Organisations representing people living with HIV and Aids have expressed concern over shortages of tuberculosis (TB) drugs, as well as gaps in knowledge of taking medicines by patients and the importance of diagnostics in order for patients to know their viral loads.
Executive director of the Aids and Arts Foundation Emmanuel Gasa told NewsDay in an interview that failure to get access to TB drugs by patients would result in their health further deteriorating and developing into drug resistant tuberculosis (DR-TB).
Drug resistant (DR-TB) is a strain of TB that shows resistance to first-line TB drugs and it can further develop into multidrug-resistant tuberculosis (MDR-TB), which is a strain of TB that is resistance to two of the most powerful first line TB drugs.
“The Aids and Arts Foundation has already written to the Health and Child Care ministry noting with great concern the shortages of TB-drugs supply in some local authority clinics in Harare and Mashonaland West, as well as central health facilities,” Gasa said.
“Our main worry is that if drug supplies are delayed, then the patients will be severely affected and their strain of TB can further develop into DR-TB.”
Zimbabwe Network of People Living with HIV and Aids (ZNPP+) intellectual property officer Tonderai Chiduku said there was need to urgently address the drug shortages so that patients can be treated early to prevent the spread of the disease and prevent TB developing into DR-TB.
“There is need for flexibilities in intellectual property rights to ensure that there is sustainable access to treatment of HIV, TB and hepatitis because we strongly feel that there are a lot of barriers to access to medicines and diagnostics for those diseases,” he said.

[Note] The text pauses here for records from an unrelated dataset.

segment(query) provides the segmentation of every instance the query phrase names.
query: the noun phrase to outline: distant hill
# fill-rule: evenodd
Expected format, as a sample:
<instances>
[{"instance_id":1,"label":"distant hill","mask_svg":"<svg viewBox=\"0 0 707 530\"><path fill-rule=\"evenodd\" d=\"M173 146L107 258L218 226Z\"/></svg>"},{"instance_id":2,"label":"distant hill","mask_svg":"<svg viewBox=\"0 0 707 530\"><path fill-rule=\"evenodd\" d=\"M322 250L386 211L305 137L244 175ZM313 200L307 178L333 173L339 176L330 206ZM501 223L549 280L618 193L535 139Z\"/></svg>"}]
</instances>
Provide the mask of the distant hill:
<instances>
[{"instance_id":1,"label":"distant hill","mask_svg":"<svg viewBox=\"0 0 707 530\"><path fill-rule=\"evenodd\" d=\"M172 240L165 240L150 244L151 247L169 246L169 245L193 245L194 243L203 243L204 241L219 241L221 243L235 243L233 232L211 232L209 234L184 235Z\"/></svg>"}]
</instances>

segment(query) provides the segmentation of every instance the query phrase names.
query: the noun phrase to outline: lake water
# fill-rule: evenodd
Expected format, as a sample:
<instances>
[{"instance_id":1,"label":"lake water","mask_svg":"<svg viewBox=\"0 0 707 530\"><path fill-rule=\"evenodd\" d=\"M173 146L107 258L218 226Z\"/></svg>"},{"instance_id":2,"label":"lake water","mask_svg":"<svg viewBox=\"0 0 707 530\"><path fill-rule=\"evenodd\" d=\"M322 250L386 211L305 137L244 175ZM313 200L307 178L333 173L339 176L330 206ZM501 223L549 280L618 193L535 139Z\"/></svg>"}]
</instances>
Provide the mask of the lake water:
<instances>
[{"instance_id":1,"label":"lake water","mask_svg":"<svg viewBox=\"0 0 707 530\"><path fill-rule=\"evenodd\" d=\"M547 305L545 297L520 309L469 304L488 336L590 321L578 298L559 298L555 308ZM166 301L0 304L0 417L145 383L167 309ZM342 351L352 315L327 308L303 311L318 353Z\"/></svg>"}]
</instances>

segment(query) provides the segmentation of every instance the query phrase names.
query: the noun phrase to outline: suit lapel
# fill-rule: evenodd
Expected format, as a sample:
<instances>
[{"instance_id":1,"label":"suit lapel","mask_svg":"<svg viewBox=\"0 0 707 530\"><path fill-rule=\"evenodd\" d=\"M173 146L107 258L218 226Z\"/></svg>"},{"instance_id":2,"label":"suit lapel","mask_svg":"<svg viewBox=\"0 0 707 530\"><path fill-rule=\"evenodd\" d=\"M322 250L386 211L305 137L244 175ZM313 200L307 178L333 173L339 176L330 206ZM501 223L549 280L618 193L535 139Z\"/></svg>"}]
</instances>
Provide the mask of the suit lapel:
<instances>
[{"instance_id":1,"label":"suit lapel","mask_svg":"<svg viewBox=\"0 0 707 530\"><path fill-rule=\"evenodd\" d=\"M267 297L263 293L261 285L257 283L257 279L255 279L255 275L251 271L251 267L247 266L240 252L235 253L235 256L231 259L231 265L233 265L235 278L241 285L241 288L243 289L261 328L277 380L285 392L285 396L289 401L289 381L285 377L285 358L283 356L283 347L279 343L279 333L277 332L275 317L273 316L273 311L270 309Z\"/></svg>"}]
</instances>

Chiduku said if there was no early treatment, the diseases could be easily spread, adding it was also imperative for patients to be knowledgeable about their ailments, the need for diagnostics, and how best they could be treated, as well as the side effects.
“What people living with HIV and those suffering from TB need are not only medicines − but quality medicines so that they can live longer. We find that what is also happening is that there is an information barrier where some people that are infected with the diseases do not even know how to take the medicines, and where to access the best quality services. Right now people are also not being told the reasons why those drugs are not readily available and the effects if they miss taking drugs,” he said.